Oil prices climbed on Wednesday, moving away from a seven-week low touched in the previous session, after the US military launched new strikes against Iran and as market data showed another large draw in US crude stocks.
Brent futures rose 66 cents, or 0.7%, to $92.11 a barrel at 0406 GMT, while US West Texas Intermediate crude crude climbed 60 cents, or 0.7%, to $88.80.
The US military struck Iranian targets after President Donald Trump vowed on Tuesday to respond to the downing of a US Apache attack helicopter, a fresh escalation ?that threatens to unravel a fragile ceasefire between Washington and Tehran.
The latest attacks shifted traders’ focus back toward war risks and potential supply disruptions, said Priyanka Sachdeva, senior market analyst at Phillip Nova.
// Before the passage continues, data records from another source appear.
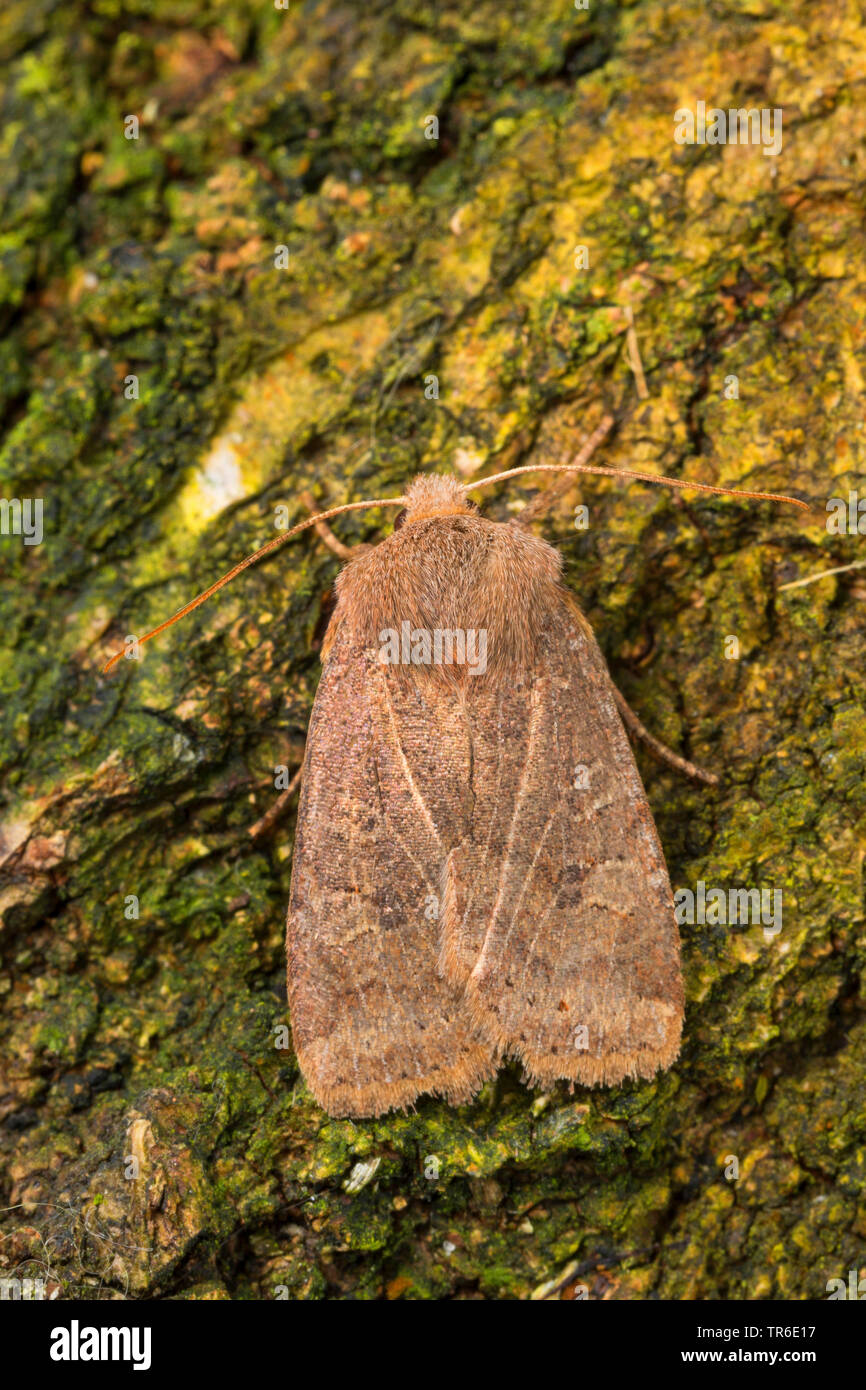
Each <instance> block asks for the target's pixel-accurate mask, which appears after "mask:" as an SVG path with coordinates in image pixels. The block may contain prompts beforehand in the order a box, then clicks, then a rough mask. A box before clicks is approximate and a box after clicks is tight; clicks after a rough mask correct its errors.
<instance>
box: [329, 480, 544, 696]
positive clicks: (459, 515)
mask: <svg viewBox="0 0 866 1390" xmlns="http://www.w3.org/2000/svg"><path fill="white" fill-rule="evenodd" d="M436 500H438V499H436ZM418 503H420V505H418V507H417V509H416V510H414V513H413V510H411V509H410V510H409V513H407V517H406V524H405V525H403V527H402V528H400V530H399V531H395V532H393V534H392V535H391V537H388V538H386V539H385V541H382V542H381V543H379V545H377V546H375V548H374V549H373V550H368V552H366V553H363V555H361V556H359V559H356V560H352V562H350V563H349V564H348V566H346V569H345V570H343V571H342V573H341V575H339V578H338V581H336V592H338V603H336V610H335V613H334V619H332V623H331V628H329V631H328V638H327V642H325V649H324V652H322V655H327V652H328V651H329V649H331V646H332V644H334V641H335V638H336V635H338V632H339V634H342V635H345V637H346V638H349V639H350V641H352V642H353V645H354V644H360V645H363V646H364V648H375V649H377V651H378V649H382V646H384V644H385V641H386V637H385V634H398V641H399V642H402V653H403V660H402V663H400V664H403V666H405V664H406V662H405V655H406V635H407V634H409V639H410V645H411V649H413V651H416V652H420V653H423V651H424V639H423V638H424V634H430V637H431V642H434V644H435V641H436V638H435V634H436V632H439V634H442V632H446V634H456V635H457V637H456V638H455V637H452V638H450V641H452V642H453V641H455V639H457V641H463V642H466V644H468V645H470V649H471V652H474V655H475V674H478V652H480V645H481V644H484V653H485V655H484V663H482V664H484V671H482V673H484V674H487V673H491V674H495V676H499V677H500V676H503V674H506V673H510V674H521V673H525V671H527V670H530V669H531V667H532V664H534V660H535V653H537V648H538V642H539V639H541V635H542V632H544V630H545V627H546V626H548V624H549V621H550V619H552V616H555V614H556V613H559V612H562V603H563V589H562V587H560V582H559V574H560V569H562V559H560V556H559V555H557V552H556V550H555V549H553V548H552V546H549V545H548V543H546V542H545V541H541V539H538V538H537V537H534V535H531V534H530V532H527V531H524V530H521V528H520V527H517V525H514V524H512V523H507V524H502V523H496V521H487V520H485V518H484V517H480V516H478V514H477V513H475V512H473V510H468V509H467V507H466V506H463V507H460V506H459V505H457V503H455V510H453V512H443V510H442V509H441V506H439V509H436V510H435V512H434V513H432V514H421V516H420V517H418V516H417V513H418V512H421V509H423V505H424V499H418ZM416 517H417V518H416ZM481 634H484V635H481ZM405 674H413V676H418V677H425V676H436V674H441V676H443V677H445V678H448V680H450V681H453V680H461V677H463V674H464V671H461V670H460V663H456V664H455V666H452V664H449V666H448V669H445V667H441V666H438V664H436V662H435V660H434V662H432V663H425V662H424V660H423V659H420V660H417V662H416V660H414V659H413V660H411V662H410V663H409V670H407V671H406V673H405ZM470 674H471V670H470Z"/></svg>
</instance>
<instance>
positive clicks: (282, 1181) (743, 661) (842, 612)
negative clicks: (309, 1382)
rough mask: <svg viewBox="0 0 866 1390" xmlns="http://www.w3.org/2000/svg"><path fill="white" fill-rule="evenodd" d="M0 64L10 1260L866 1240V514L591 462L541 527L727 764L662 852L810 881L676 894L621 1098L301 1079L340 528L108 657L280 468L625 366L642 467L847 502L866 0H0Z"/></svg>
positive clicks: (536, 420)
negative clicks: (698, 903)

“While diplomatic efforts remain ongoing, the latest military exchanges have reintroduced a geopolitical risk premium into oil markets,” Sachdeva said. Tehran said it would resume hostilities if Israel continued to attack the Hezbollah militia in Lebanon. Israel’s refusal to end its campaign against Iran-backed Hezbollah has hindered Trump’s efforts to extend a tenuous ceasefire in the wider US-Israeli war with Iran into a durable settlement.
“With no imminent deal in sight and with the global oil market tightening significantly every day, we see upside to prices, particularly if these ?disruptions linger into the third quarter, a period of seasonally stronger oil demand,” ING commodity strategists said in a note on Wednesday.